To obtain improved performance over using apply_async , you must use a "suitable chunksize" value with imap .要获得比使用apply_async更高的性能,您必须使用imap的“合适的块大小”值。 Function compute_chunksize can be used for computing such a value based on the size of your pool, which is 4, and the size of the iterable being passed to imap , which would be len(xmp) . Function compute_chunksize可用于根据池的大小(即 4)和传递给imap的可迭代的大小(即len(xmp)来计算这样的值。 If the size of xmp is small enough such that the chunksize value computed is 1, I don't really see how imap would be significantly more performant over apply_async .如果xmp的大小足够小,以至于计算出的 chunksize 值为 1,我真的看不出imap会比apply_async性能显着提高。

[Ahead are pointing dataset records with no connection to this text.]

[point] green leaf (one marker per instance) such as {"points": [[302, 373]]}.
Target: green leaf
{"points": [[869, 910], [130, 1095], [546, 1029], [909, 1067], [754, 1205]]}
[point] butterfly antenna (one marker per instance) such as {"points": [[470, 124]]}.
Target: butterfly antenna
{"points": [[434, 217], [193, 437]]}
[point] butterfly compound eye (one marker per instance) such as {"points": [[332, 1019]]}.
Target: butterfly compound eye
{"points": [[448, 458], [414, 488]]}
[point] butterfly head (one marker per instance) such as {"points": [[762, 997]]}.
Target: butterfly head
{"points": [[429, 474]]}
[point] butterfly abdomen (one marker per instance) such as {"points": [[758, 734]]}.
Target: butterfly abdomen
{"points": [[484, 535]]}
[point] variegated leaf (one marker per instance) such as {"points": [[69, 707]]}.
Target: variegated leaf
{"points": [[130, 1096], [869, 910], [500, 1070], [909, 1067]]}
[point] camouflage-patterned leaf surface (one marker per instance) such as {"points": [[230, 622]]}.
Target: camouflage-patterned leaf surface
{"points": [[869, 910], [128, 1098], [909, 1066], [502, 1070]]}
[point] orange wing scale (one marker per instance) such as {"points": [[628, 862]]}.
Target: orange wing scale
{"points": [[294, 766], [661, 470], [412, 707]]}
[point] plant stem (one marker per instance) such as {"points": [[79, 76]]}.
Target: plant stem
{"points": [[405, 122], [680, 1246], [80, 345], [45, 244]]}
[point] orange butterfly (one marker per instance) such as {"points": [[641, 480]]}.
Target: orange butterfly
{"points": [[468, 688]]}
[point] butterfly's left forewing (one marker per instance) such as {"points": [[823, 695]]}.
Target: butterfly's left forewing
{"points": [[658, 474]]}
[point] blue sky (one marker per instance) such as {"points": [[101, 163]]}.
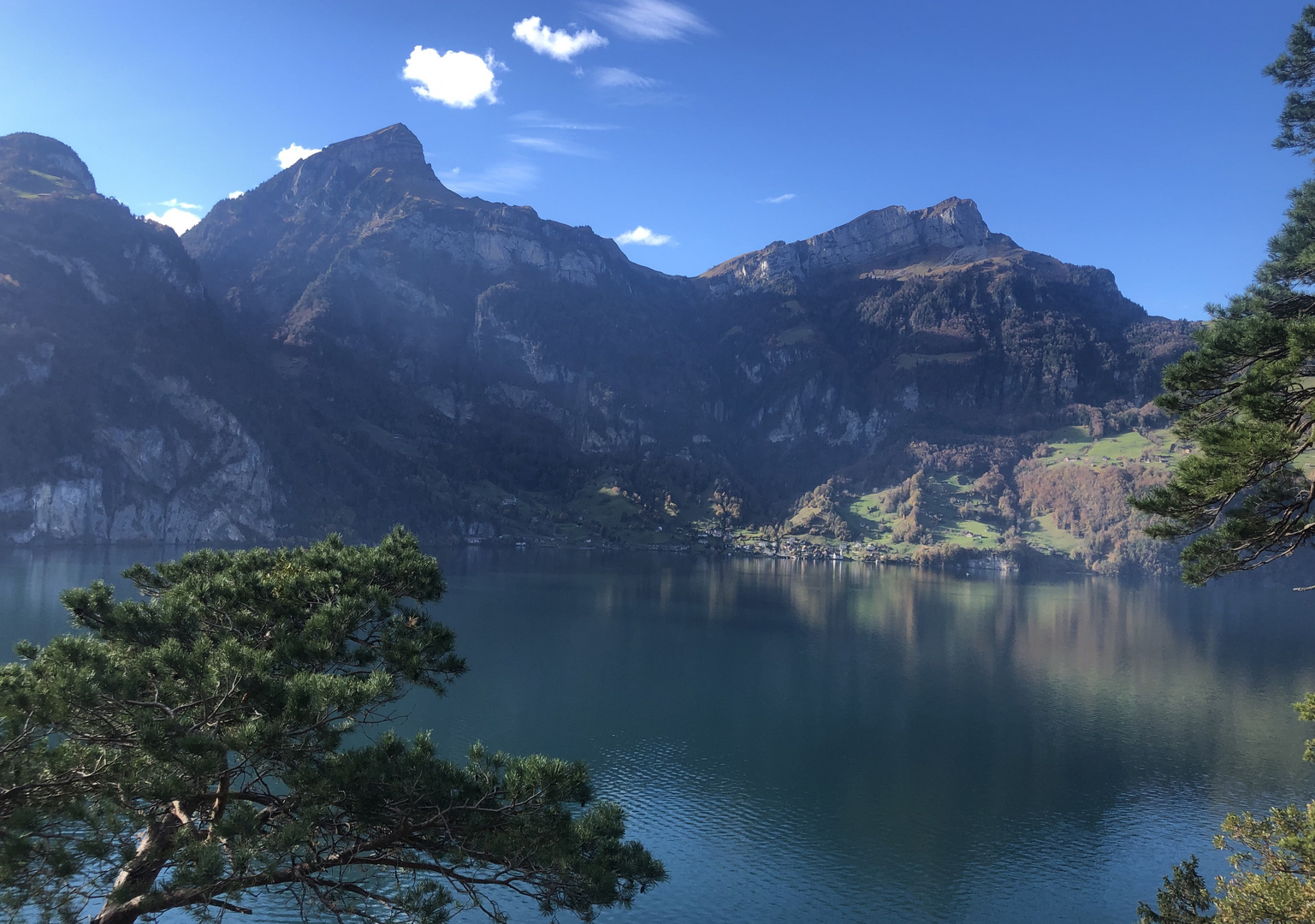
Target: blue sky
{"points": [[1127, 134]]}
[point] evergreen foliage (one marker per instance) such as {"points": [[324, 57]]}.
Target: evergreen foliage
{"points": [[1246, 397], [1247, 400], [212, 743]]}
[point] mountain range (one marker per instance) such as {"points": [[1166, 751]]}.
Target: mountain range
{"points": [[352, 345]]}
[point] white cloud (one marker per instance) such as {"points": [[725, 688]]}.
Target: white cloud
{"points": [[556, 44], [502, 179], [624, 76], [457, 79], [175, 218], [654, 20], [292, 152], [553, 146], [642, 235]]}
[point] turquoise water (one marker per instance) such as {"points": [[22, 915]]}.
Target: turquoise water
{"points": [[843, 743]]}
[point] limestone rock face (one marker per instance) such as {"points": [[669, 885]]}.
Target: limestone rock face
{"points": [[352, 345], [954, 228], [104, 333]]}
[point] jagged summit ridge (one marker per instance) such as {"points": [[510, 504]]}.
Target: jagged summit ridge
{"points": [[39, 164], [394, 145], [954, 225]]}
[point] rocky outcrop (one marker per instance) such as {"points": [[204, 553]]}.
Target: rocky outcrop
{"points": [[104, 335], [352, 345], [951, 232]]}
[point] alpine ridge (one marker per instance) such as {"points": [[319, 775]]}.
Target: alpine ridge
{"points": [[391, 351]]}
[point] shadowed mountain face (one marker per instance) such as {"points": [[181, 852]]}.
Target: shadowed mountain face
{"points": [[399, 352], [108, 354]]}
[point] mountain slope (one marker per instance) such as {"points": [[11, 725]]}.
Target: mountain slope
{"points": [[396, 352], [108, 430]]}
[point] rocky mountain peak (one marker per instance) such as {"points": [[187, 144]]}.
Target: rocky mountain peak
{"points": [[36, 164], [950, 230], [394, 145]]}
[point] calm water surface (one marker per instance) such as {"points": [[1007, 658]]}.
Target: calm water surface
{"points": [[843, 743]]}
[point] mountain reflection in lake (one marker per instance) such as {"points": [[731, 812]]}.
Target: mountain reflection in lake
{"points": [[844, 743]]}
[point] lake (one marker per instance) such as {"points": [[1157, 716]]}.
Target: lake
{"points": [[834, 742]]}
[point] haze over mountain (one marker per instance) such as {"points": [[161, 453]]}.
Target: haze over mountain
{"points": [[352, 345]]}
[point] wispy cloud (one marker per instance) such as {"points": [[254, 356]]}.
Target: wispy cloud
{"points": [[556, 44], [553, 146], [505, 179], [292, 152], [176, 220], [457, 79], [643, 235], [541, 120], [624, 78], [653, 20]]}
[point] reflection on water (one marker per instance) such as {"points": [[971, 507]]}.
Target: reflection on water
{"points": [[840, 743]]}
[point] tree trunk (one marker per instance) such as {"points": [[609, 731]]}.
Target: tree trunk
{"points": [[139, 873]]}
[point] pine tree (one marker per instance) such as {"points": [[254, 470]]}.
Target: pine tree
{"points": [[1246, 397], [224, 740]]}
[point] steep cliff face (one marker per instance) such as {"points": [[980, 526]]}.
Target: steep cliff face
{"points": [[918, 325], [485, 343], [369, 347], [952, 230], [105, 337]]}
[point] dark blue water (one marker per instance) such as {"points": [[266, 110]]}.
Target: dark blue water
{"points": [[843, 743]]}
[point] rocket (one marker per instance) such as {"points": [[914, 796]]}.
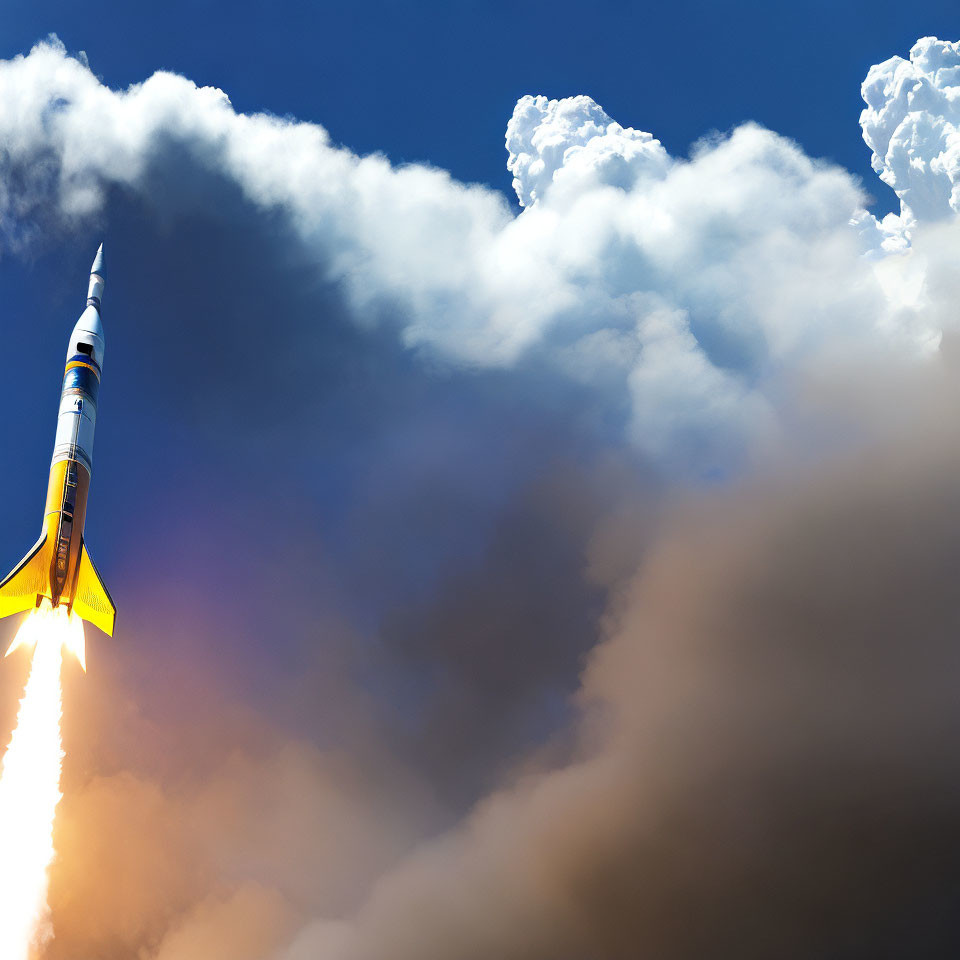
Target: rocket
{"points": [[58, 568]]}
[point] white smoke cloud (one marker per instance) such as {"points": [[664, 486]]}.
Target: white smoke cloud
{"points": [[679, 289], [910, 123]]}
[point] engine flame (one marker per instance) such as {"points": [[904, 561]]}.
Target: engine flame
{"points": [[30, 783]]}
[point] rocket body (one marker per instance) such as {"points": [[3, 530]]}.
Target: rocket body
{"points": [[58, 568]]}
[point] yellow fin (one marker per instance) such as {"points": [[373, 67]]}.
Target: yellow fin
{"points": [[27, 581], [92, 602]]}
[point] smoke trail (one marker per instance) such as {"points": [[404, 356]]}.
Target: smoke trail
{"points": [[30, 785]]}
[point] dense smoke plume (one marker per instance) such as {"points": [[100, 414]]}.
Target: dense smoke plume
{"points": [[579, 582]]}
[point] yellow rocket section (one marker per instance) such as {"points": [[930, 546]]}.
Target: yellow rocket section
{"points": [[59, 559]]}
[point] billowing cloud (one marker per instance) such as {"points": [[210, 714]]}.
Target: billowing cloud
{"points": [[678, 289], [911, 125], [440, 492]]}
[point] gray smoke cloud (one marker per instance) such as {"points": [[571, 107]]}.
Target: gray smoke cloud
{"points": [[677, 289], [757, 757]]}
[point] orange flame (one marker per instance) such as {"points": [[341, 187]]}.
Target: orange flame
{"points": [[30, 783]]}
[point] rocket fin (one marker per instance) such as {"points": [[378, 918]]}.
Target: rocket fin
{"points": [[27, 581], [92, 601]]}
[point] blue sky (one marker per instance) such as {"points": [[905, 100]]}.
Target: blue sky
{"points": [[436, 81]]}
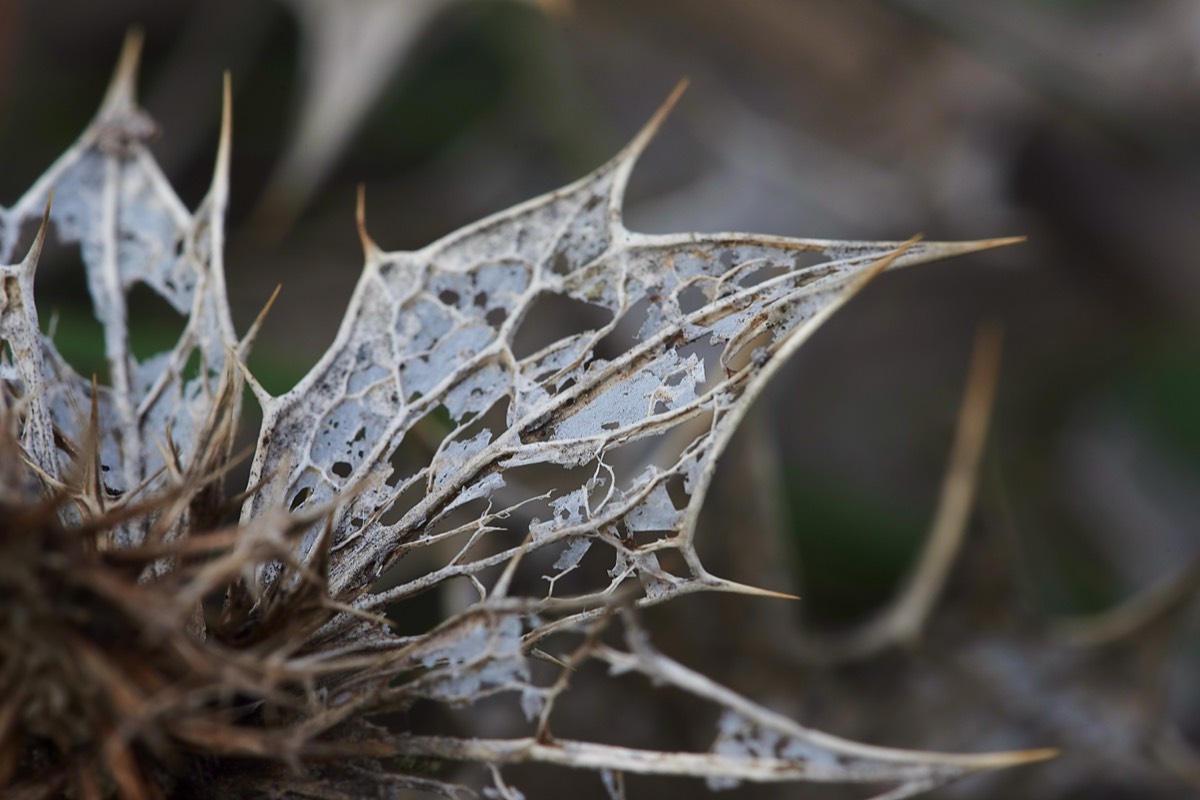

Of course, you might as well just use:当然,您也可以只使用:

    transformedX = p.map(worker, xmp)

And let the pool compute its own suitable chunksize.并让池计算自己合适的块大小。 imap has an advantage over map when the iterable is very large and not already a list.当可迭代对象非常大并且还不是列表时, imapmap具有优势。 For map to compute a suitable chunksize it would first have to convert the iterable to a list just to get its length and this could be memory inefficient.对于map来计算合适的块大小,它首先必须将可迭代对象转换为列表以获取其长度,这可能是 memory 效率低下。 But if you know the length (or approximate length) of the iterable, then by using imap you can explicitly set a chunksize without having to convert the iterable to a list.但是如果您知道可迭代对象的长度(或近似长度),那么通过使用 imap 您可以显式设置块大小,而无需将可迭代对象转换为列表。 The other advantage of imap_unordered over map is that you can process the results for the individual tasks as they become available whereas with map you only get results when all the submitted tasks are complete.imap_unordered相比, map的另一个优势是,您可以在单个任务可用时处理它们的结果,而使用map ,您只有在所有提交的任务完成后才能获得结果。

Update更新

If you want to catch possible exceptions thrown by individual tasks submitted to your worker function, then stick with using imap , and use the following code to iterate the results returned by imap :如果您想捕获提交给您的工作人员 function 的单个任务可能引发的异常,请坚持使用imap ,并使用以下代码迭代imap返回的结果:

    #transformedX = list(p.imap(worker, xmp, chunksize=suitable_chunksize))
    transformedX = []
    results = p.imap(worker, xmp, chunksize=suitable_chunksize)
    import traceback
    while True:
        try:
            result = next(results)
        except StopIteration: # no more results
            break
        except Exception as e:
            print('Exception occurred:', e)
            traceback.print_exc() # print stacktrace
        else:
            transformedX.append(result)

声明:本站的技术帖子网页,遵循CC BY-SA 4.0协议,如果您需要转载,请注明本站网址或者原文地址。任何问题请咨询:yoyou2525@163.com.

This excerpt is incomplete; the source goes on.